Without concrete intelligence evidence ― satellite surveillance and U.S. reconnaissance planes have come up empty ― North Korea watchers in Seoul are cautiously dismissing Pyeongyang’s latest remark as a negotiating strategy.
“North Korea’s intention is to pre-emptively strike a strong stance against the United States, which they expect to take a hard line in the talks, in order to gain a better bargaining position,” said Professor Kim Young-soo of Sogang University.
“The North’s move is intended to drive home the point that the United States needs a bold policy change, and that there is not much time left,” an official at Seoul’s National Security Council said.
In Friday’s North Korean Central News Agency statement, the North called China the “host state,” while saying essential issues regarding the nuclear issue would be discussed with the United Sates.

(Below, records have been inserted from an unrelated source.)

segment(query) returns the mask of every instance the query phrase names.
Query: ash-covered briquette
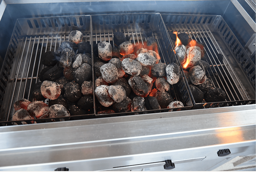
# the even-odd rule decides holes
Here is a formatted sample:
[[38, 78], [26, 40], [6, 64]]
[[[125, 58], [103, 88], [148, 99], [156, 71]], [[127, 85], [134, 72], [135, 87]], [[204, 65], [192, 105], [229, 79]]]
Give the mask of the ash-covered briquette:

A difference in the English translation and the Korean version strengthened speculation that the North was striking a strategic pose. The phrase, “We are successfully reprocessing more than 8,000 spent fuel rods at the final phase as we sent interim information to the U.S. and other countries concerned early in March after resuming our nuclear activities from December last year” has the Seoul government and the U.S. State Department trying to decode what is meant by “final phase.”
Lack of evidence is driving the confusion. In late January, Korean intelligence sources claimed it found North Korean trucks moving spent fuel rods, but could not confirm if they had begun reprocessing them.
“We have verified that they have started activating the boiler outside of the radioactive chemical laboratory,” said an intelligence official. “But we haven’t found any evidence that they have started reprocessing,” adding that there were no signs of such activities.
Seoul officials also noted that if the United States had received reports from the North, Seoul would have been notified. That point was in response to the North Korean assertion that it had notified the United States that reprocessing had begun.